Signaux à surveiller : le FMI avertit que la tokenisation accélère le règlement, ajoute
Aux États-Unis, la SEC s'efforce de clarifier comment les lois sur les valeurs mobilières existantes s'appliquent aux actifs tokenisés plutôt que de créer un cadre distinct.
Le risque de catalyseur à court terme est de savoir si l'agence officialise ou fixe un calendrier pour une "exemption d'innovation" afin de tester les plateformes de trading basées sur la blockchain pour les valeurs mobilières tokenisées, y compris l'éligibilité et les garde-fous.
Les traders devraient également surveiller la confirmation et les détails de conception concernant le réseau de dépôts tokenisés de The Clearing House, prévu pour début 2027, y compris les participants, les approbations réglementaires et si le système est conçu pour interopérer avec d'autres rails de tokenisation.
Le troisième signal est le travail sur les normes qui répond à la préoccupation de fragmentation du FMI : des mouvements concrets sur l'interopérabilité, les choix d'actifs de règlement et la gouvernance qui permettraient à la liquidité de se développer à travers les plateformes au lieu d'être piégée à l'intérieur.
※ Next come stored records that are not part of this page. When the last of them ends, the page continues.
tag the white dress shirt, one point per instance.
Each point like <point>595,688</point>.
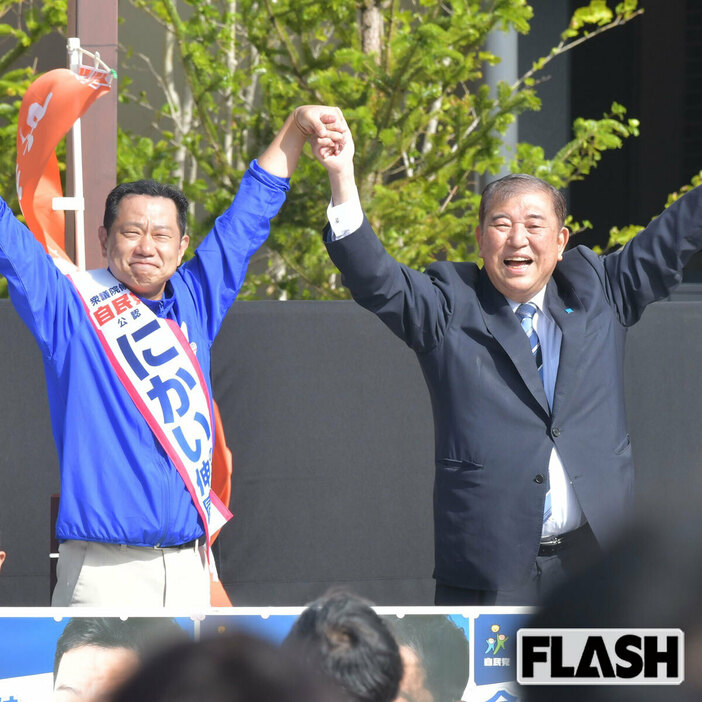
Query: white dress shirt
<point>566,513</point>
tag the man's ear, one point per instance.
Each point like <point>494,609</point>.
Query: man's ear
<point>563,237</point>
<point>184,241</point>
<point>102,235</point>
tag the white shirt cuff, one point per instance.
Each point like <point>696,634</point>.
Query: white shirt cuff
<point>346,218</point>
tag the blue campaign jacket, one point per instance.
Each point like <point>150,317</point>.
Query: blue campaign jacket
<point>117,484</point>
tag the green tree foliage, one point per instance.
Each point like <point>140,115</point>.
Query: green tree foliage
<point>408,75</point>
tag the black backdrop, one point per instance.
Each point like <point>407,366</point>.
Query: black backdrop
<point>330,425</point>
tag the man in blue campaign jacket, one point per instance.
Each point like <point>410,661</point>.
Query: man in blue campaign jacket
<point>130,531</point>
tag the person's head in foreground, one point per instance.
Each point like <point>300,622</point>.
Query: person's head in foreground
<point>435,657</point>
<point>342,636</point>
<point>143,235</point>
<point>231,668</point>
<point>521,235</point>
<point>94,655</point>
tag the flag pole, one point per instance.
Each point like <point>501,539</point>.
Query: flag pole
<point>100,72</point>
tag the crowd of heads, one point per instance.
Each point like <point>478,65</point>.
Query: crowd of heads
<point>338,650</point>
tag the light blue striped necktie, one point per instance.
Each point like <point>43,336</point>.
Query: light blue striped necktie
<point>525,313</point>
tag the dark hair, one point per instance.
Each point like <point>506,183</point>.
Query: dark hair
<point>152,188</point>
<point>441,648</point>
<point>516,183</point>
<point>229,668</point>
<point>140,635</point>
<point>342,636</point>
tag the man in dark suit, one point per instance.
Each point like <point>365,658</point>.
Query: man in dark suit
<point>523,360</point>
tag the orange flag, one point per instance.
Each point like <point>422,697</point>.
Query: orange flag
<point>222,485</point>
<point>51,105</point>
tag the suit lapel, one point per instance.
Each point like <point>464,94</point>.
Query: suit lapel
<point>503,324</point>
<point>568,314</point>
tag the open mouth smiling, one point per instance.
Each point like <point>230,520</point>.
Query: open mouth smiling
<point>518,263</point>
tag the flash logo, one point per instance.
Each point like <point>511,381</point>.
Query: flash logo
<point>599,656</point>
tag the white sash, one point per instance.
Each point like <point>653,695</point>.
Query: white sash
<point>159,370</point>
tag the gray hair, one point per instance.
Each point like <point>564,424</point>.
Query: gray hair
<point>515,184</point>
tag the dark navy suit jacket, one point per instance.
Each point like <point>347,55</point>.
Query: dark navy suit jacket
<point>493,428</point>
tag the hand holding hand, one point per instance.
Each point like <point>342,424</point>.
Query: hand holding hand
<point>324,123</point>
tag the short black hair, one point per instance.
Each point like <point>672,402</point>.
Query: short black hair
<point>152,188</point>
<point>138,634</point>
<point>515,184</point>
<point>341,635</point>
<point>234,667</point>
<point>442,649</point>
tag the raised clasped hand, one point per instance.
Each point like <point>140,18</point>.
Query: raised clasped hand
<point>325,124</point>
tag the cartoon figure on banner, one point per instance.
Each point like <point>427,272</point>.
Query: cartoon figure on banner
<point>495,644</point>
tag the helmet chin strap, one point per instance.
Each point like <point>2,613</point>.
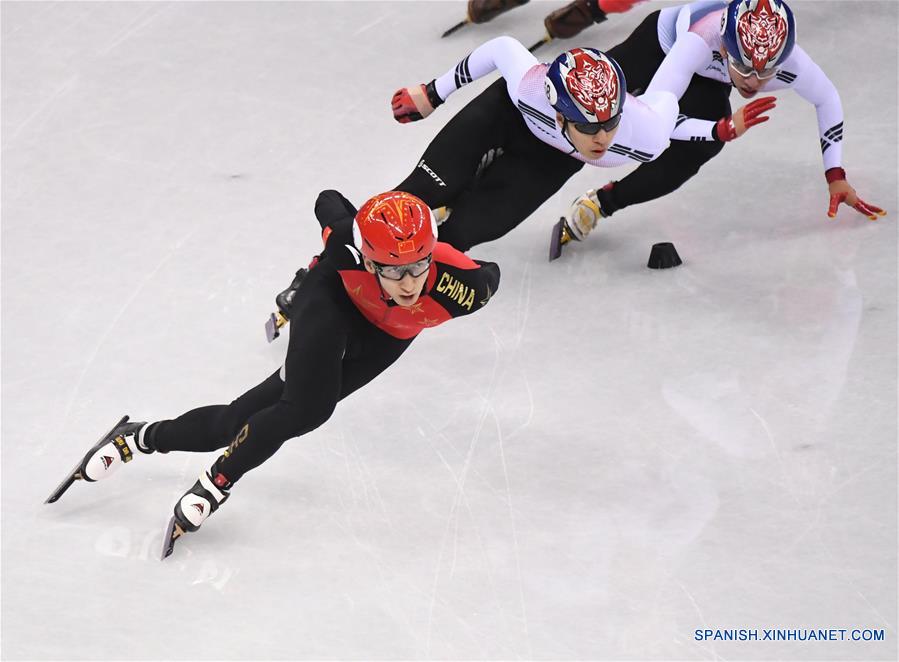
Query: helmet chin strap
<point>565,133</point>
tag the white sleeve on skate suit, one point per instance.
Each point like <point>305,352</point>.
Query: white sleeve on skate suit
<point>693,52</point>
<point>800,73</point>
<point>689,55</point>
<point>506,54</point>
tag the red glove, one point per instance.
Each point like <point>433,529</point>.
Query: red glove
<point>411,104</point>
<point>729,128</point>
<point>616,6</point>
<point>841,192</point>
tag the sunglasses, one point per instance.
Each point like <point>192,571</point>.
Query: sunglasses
<point>592,128</point>
<point>398,271</point>
<point>746,72</point>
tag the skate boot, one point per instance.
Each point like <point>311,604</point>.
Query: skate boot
<point>115,448</point>
<point>283,301</point>
<point>561,235</point>
<point>209,492</point>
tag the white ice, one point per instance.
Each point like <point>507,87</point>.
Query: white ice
<point>602,461</point>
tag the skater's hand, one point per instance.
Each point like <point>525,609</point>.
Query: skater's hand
<point>617,6</point>
<point>746,117</point>
<point>842,193</point>
<point>411,104</point>
<point>584,214</point>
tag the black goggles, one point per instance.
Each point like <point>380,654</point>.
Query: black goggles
<point>398,271</point>
<point>746,72</point>
<point>592,128</point>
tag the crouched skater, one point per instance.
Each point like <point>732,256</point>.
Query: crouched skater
<point>382,278</point>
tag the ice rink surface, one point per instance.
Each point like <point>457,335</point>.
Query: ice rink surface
<point>604,460</point>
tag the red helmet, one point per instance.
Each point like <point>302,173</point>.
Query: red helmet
<point>395,228</point>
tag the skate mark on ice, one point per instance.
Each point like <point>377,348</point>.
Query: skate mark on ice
<point>137,23</point>
<point>103,337</point>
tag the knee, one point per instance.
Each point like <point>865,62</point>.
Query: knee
<point>331,206</point>
<point>301,419</point>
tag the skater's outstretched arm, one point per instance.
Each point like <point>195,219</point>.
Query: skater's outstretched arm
<point>505,54</point>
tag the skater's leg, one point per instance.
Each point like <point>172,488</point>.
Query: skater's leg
<point>507,193</point>
<point>704,99</point>
<point>449,163</point>
<point>640,55</point>
<point>212,427</point>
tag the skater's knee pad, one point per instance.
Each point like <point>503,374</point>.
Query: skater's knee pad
<point>331,206</point>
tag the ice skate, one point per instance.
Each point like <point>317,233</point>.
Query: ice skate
<point>283,301</point>
<point>192,509</point>
<point>115,448</point>
<point>561,235</point>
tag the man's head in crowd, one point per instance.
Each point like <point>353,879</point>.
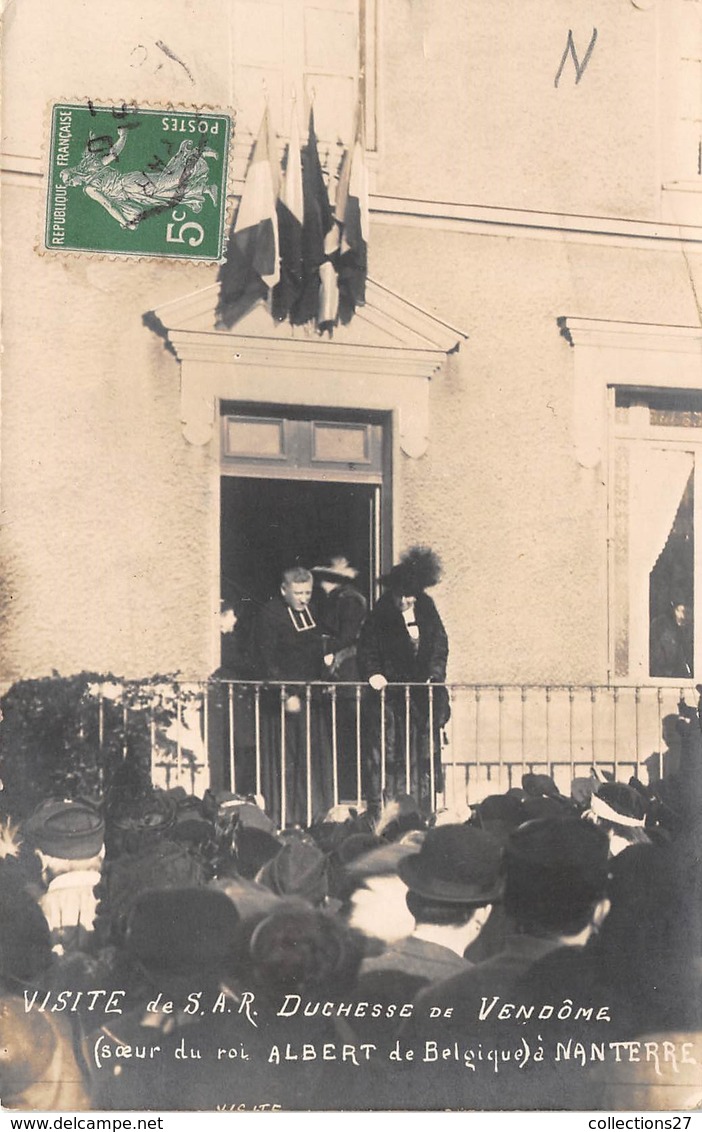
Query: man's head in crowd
<point>452,884</point>
<point>555,877</point>
<point>297,588</point>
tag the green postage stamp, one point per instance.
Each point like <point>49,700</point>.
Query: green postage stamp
<point>129,181</point>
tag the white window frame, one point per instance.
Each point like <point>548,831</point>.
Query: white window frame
<point>639,356</point>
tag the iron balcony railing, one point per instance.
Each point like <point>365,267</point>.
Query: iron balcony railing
<point>240,735</point>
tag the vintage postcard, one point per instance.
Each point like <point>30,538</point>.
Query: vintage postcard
<point>351,500</point>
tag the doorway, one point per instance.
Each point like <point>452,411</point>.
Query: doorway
<point>270,524</point>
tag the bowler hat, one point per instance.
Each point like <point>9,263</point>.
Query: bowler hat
<point>298,869</point>
<point>621,804</point>
<point>337,569</point>
<point>62,828</point>
<point>182,929</point>
<point>456,864</point>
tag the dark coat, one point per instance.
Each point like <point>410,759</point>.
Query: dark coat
<point>283,652</point>
<point>344,612</point>
<point>385,648</point>
<point>385,645</point>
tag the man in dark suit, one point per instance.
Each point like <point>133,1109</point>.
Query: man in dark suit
<point>291,650</point>
<point>403,641</point>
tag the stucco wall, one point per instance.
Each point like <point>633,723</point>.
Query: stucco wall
<point>110,517</point>
<point>467,110</point>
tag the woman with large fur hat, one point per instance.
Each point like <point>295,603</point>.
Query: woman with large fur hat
<point>403,642</point>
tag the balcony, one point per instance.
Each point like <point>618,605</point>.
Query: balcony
<point>228,734</point>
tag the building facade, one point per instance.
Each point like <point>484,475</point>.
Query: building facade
<point>522,389</point>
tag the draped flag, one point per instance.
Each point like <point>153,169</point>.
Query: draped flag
<point>251,264</point>
<point>352,216</point>
<point>317,223</point>
<point>290,214</point>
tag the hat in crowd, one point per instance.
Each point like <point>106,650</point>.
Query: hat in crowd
<point>384,860</point>
<point>456,864</point>
<point>336,569</point>
<point>304,946</point>
<point>538,786</point>
<point>561,845</point>
<point>190,824</point>
<point>503,808</point>
<point>60,828</point>
<point>255,847</point>
<point>251,900</point>
<point>542,806</point>
<point>182,929</point>
<point>621,804</point>
<point>417,569</point>
<point>298,869</point>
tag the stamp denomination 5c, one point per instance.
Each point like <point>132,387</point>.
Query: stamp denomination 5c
<point>129,181</point>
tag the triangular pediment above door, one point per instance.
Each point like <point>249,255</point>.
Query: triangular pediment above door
<point>386,320</point>
<point>383,360</point>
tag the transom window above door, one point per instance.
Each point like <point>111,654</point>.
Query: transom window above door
<point>657,546</point>
<point>292,448</point>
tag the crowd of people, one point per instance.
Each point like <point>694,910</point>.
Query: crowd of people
<point>162,951</point>
<point>183,953</point>
<point>387,667</point>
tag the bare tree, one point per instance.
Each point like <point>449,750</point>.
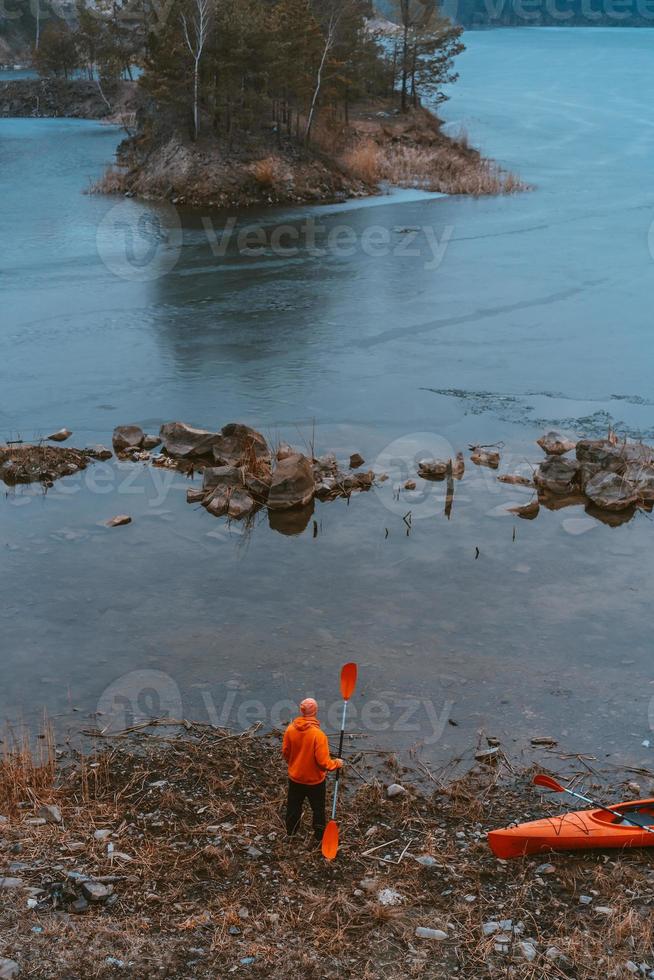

Le cas haussier de la tokenisation est la vitesse - mais le commerce repose sur la gouvernance et l'interopérabilité.
Je lis le message du FMI comme une tentative de recontextualiser la tokenisation comme une plomberie, et non comme un récit. Le seuil qui compte est de savoir si les décideurs convergent sur les actifs de règlement, la gouvernance et l'interopérabilité suffisamment rapidement pour que la liquidité tokenisée puisse réellement se comporter comme un marché unifié plutôt que comme un ensemble de jardins clos.
Cela ressemble plus à un catalyseur de sentiment qu'à un changement fondamental jusqu'à ce que la SEC établisse de réels paramètres autour d'une "exemption d'innovation" et que des rails dirigés par des banques comme le réseau Clearing House publient des détails de conception et de participation crédibles.
Si l'interopérabilité et la gouvernance se durcissent en normes partagées, la configuration commence à sembler structurelle plutôt que dictée par le récit, car c'est ce qui détermine si la tokenisation peut faire évoluer la liquidité sans concentrer le risque d'échec sur quelques infrastructures.